# Design Goals
rs-netty is not a direct port of Java Netty. Its goal is to take the useful pipeline/handler/channel model and express it in a Rust-native way.
## Keep The Useful Shape
The framework keeps these concepts:
- codecs sit at pipeline boundaries and convert between bytes/datagrams and typed messages.
- inbound stages process decoded inbound messages.
- final handlers implement application semantics and write application-level responses.
- outbound stages convert handler writes into values the codec can encode.
- channel handles can write, flush, or close from outside the current handler.
- lifecycle hooks can observe server, connection, and UDP socket startup/shutdown.
## Use Rust Types Instead Of Dynamic Pipeline Mutation
Java Netty's dynamic pipeline is flexible, but many mistakes show up at runtime: handlers are in the wrong order, upstream message types do not match downstream handlers, or a TCP pipeline is used with UDP. rs-netty encodes these constraints in builder types:
```text
codec -> inbound* -> business* -> handler -> outbound*
```
Only methods that are valid in the current state exist. For example, `.handler(...)` is unavailable before `.codec(...)`; `.inbound(...)` is unavailable after `.handler(...)`; and the final outbound type must be encodable by the selected codec.
The repository's trybuild tests cover these failure modes, including:
- `fail_stream_handler_before_codec.rs`
- `fail_stream_outbound_before_handler.rs`
- `fail_stream_type_mismatch_inbound_to_handler.rs`
- `fail_stream_final_encoder_mismatch.rs`
- `fail_udp_with_stream_pipeline.rs`
- `fail_tcp_with_datagram_pipeline.rs`
## Separate TCP And UDP Builders
TCP uses `pipeline()` and requires codecs to implement `Decoder` and `Encoder<T>`. UDP uses `datagram_pipeline()` and requires codecs to implement `DatagramDecoder` and `DatagramEncoder<T>`.

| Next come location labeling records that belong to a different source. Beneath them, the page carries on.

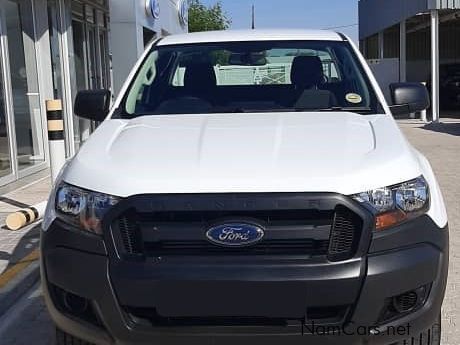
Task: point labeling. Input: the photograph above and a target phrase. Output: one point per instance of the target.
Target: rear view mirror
(92, 104)
(409, 98)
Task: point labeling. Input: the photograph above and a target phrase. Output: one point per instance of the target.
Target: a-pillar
(435, 64)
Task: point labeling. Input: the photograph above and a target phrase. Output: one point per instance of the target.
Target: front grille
(269, 247)
(151, 315)
(317, 230)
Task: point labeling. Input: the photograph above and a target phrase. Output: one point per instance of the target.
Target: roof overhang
(377, 15)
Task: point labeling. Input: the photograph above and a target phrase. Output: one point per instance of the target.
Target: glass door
(20, 34)
(90, 59)
(6, 168)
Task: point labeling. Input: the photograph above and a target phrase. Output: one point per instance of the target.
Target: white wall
(127, 20)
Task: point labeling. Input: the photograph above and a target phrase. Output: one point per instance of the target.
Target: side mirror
(409, 98)
(92, 104)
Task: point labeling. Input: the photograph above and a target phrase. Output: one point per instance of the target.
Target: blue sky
(306, 14)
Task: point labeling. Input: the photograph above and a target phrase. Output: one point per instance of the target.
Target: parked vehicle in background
(247, 187)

This is a type boundary, not just a naming convention. `TcpServer::pipeline` accepts only `IntoStreamPipeline`; `UdpServer::pipeline` accepts only `IntoDatagramPipeline`. Mixing TCP and UDP pipeline builders fails at compile time.
## Prefer Owned Messages
The public API does not expose Java Netty-style reference-counted `ByteBuf`. Codecs and handlers use owned types such as `String`, `bytes::Bytes`, and user-defined structs. This fits Rust ownership and avoids ref-count lifetime mistakes.
## Bounded Queues And Explicit Flush
`Channel` and `DatagramChannel` use bounded Tokio `mpsc` queues internally. `outbound_queue_size` controls the external command queue size. When the queue is full, write calls wait for capacity instead of growing without bound.

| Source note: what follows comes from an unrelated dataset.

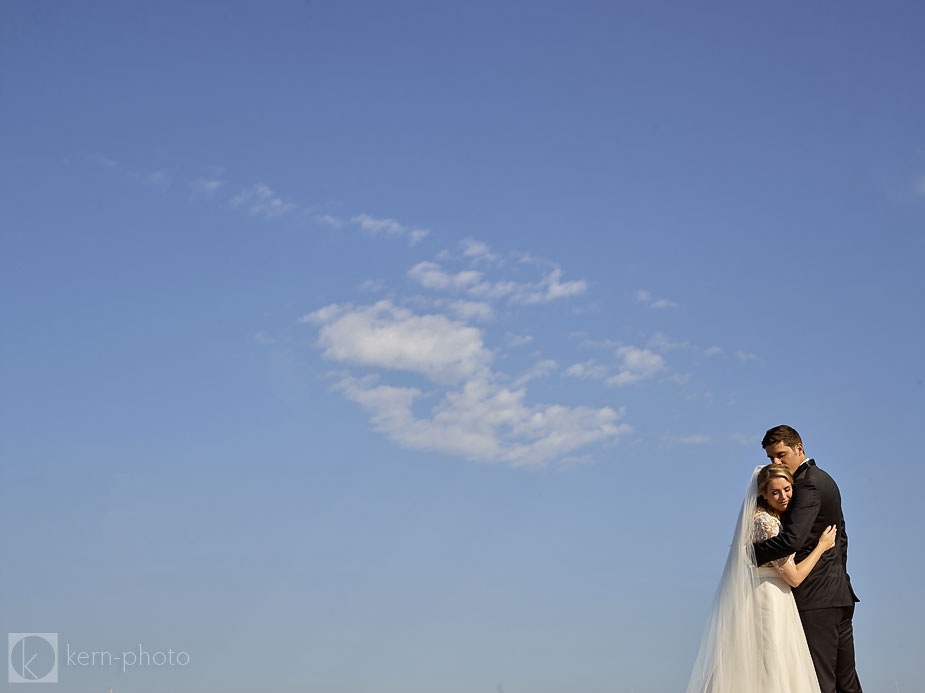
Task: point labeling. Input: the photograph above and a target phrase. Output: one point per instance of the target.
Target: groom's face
(791, 458)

Write and flush are explicit:
- `write` only queues or stages data.
- `flush` pushes already staged data to the socket.
- `write_and_flush` writes and creates a flush boundary.
This lets throughput-oriented code batch writes while latency-oriented code can flush explicitly.
## Zero Unsafe
The crate root uses `#![deny(unsafe_code)]`, and `rs-netty-macros` does the same. The current library and macro crate do not use `unsafe` on the main implementation path.